Sono diverse le celebrità che in questi ultimi anni si sono messe a nudo parlando di come la rete possa incidere sulla salute mentale e fra queste spicca anche la figura di Side Baby (il quale ha realizzato un brano ad hoc per la serie e un cameo), figlio di Francesco Bruni, che nel 2018 ha parlato apertamente di un brutto periodo dovuto alla depressione che lo affliggeva.

Come l’autore stesso ammette in “Parliamone” (format YouTube di Netflix Italia), sono passati diversi anni prima di riuscire a scrivere della sua condizione, forse anche a causa dei tempi e della tendenza sociale a nascondere determinati scenari personali, considerati motivo di vergogna.
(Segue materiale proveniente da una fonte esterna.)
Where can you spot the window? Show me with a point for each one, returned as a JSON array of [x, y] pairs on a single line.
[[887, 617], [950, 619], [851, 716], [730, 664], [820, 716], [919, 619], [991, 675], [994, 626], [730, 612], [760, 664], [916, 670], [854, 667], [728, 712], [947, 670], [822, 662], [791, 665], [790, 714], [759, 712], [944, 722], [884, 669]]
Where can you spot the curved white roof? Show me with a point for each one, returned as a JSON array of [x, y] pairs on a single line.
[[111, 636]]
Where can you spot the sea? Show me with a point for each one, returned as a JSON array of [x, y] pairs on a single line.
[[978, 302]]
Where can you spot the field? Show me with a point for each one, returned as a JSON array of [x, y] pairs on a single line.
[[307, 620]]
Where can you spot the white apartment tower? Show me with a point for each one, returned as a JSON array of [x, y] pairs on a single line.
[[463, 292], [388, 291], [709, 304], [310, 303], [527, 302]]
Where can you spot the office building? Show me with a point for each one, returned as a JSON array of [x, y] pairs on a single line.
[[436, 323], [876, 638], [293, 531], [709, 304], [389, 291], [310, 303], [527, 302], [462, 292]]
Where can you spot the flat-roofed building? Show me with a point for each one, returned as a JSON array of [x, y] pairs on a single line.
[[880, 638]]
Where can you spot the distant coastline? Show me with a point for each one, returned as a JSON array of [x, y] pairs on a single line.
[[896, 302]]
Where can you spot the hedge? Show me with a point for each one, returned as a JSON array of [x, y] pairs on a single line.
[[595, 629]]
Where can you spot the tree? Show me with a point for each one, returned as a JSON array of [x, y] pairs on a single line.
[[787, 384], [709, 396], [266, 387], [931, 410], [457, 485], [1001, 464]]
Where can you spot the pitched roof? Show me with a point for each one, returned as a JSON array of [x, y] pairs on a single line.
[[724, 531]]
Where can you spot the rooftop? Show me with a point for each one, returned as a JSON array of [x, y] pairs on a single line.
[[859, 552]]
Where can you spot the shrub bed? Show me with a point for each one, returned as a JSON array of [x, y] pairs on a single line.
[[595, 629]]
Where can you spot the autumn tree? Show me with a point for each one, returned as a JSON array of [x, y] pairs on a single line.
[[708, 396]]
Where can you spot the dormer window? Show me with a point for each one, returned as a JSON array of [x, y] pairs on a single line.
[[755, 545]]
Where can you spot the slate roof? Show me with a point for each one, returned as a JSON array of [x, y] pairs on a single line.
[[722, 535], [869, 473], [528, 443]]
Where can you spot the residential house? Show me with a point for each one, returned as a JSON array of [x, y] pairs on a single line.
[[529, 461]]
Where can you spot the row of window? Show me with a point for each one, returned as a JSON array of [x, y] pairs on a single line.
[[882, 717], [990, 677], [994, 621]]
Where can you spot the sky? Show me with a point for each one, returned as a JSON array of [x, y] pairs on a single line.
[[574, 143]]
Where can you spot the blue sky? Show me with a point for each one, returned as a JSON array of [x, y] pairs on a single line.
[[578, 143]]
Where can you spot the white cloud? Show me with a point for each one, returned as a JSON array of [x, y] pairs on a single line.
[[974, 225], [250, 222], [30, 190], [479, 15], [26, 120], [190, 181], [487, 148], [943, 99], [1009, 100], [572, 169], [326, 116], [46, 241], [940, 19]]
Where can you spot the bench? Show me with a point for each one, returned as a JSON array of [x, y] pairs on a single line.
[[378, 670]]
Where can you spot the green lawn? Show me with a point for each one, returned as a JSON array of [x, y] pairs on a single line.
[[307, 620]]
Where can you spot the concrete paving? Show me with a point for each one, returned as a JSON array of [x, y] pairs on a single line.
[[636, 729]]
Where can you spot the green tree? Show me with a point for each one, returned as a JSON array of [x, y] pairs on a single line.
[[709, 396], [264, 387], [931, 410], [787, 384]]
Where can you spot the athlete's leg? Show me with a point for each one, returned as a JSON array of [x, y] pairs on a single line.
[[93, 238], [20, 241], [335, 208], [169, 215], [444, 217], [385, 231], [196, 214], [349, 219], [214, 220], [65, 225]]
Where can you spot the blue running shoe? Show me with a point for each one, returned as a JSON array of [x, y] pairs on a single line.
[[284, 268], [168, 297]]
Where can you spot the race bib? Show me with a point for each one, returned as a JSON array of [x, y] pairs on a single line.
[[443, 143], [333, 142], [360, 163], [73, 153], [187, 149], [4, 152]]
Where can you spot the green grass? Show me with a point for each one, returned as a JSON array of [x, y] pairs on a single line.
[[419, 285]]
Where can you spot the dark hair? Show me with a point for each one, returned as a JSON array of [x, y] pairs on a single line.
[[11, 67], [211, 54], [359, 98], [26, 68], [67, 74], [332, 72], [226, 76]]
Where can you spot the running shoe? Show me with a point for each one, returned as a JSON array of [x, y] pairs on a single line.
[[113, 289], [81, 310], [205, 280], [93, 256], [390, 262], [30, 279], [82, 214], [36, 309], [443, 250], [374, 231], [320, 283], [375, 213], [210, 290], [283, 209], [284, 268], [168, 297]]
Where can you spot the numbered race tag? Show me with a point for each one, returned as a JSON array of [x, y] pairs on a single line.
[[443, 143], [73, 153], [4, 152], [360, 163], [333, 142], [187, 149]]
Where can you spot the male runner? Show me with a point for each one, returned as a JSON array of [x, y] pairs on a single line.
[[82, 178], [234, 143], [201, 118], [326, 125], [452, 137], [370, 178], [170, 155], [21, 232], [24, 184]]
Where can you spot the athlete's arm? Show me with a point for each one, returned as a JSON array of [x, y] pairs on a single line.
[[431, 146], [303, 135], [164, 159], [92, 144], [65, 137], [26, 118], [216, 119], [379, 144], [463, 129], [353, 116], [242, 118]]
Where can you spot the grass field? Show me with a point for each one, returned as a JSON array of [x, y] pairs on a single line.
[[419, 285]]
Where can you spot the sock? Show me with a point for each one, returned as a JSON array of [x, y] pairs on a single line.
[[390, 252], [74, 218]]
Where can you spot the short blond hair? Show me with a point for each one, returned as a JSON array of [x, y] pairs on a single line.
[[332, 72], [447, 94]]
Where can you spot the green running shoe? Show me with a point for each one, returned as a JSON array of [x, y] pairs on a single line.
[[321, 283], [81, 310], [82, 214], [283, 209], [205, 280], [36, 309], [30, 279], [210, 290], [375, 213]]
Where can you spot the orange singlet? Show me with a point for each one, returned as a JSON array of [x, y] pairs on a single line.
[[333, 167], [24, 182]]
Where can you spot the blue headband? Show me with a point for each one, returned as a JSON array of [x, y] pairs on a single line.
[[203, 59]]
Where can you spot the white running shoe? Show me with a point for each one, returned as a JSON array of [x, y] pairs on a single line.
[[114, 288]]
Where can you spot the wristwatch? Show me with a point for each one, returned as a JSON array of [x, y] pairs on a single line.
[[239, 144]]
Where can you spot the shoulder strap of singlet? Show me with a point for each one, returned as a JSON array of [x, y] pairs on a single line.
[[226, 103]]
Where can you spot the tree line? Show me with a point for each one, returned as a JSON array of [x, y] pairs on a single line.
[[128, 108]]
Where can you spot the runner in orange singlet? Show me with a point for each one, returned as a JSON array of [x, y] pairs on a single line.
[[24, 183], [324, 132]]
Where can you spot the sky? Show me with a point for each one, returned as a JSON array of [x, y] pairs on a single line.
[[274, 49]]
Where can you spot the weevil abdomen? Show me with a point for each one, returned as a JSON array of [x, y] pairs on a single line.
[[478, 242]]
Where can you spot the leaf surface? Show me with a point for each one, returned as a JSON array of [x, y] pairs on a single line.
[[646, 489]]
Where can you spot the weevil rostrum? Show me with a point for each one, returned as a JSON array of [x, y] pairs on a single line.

Non stupisce che il libro sia stato pubblicato nel 2020: anno in cui, come conseguenza alla pandemia, siamo stati costretti a comunicare attraverso gli schermi e molti, proprio attraverso questo media, sono riusciti a far cadere la maschera e parlare sinceramente dei propri problemi: una sorta di bisogno collettivo di avvicinamento tramite gli aspetti più fragili del lato umano.

Le malattie mentali nei film

Dal punto di vista prettamente tematico, la serie sembra proporre in chiave diversa la trama di un altro film presente nel catalogo Netflix: “5 giorni fuori” (che invece ne ha trattato nel lontano 2010) incentrato su Craig, un adolescente sul punto di diplomarsi che, preso dalla pressione per il futuro, cerca una via di uscita: dapprima pensa al suicidio, ma poi decide di recarsi all’ospedale. Qui verrà ricoverato per 5 giorni nel reparto psichiatrico dove conoscendo le storie di altri degenti, in particolare Bobby e Noelle, inizierà a capirsi e ad affrontare i propri problemi.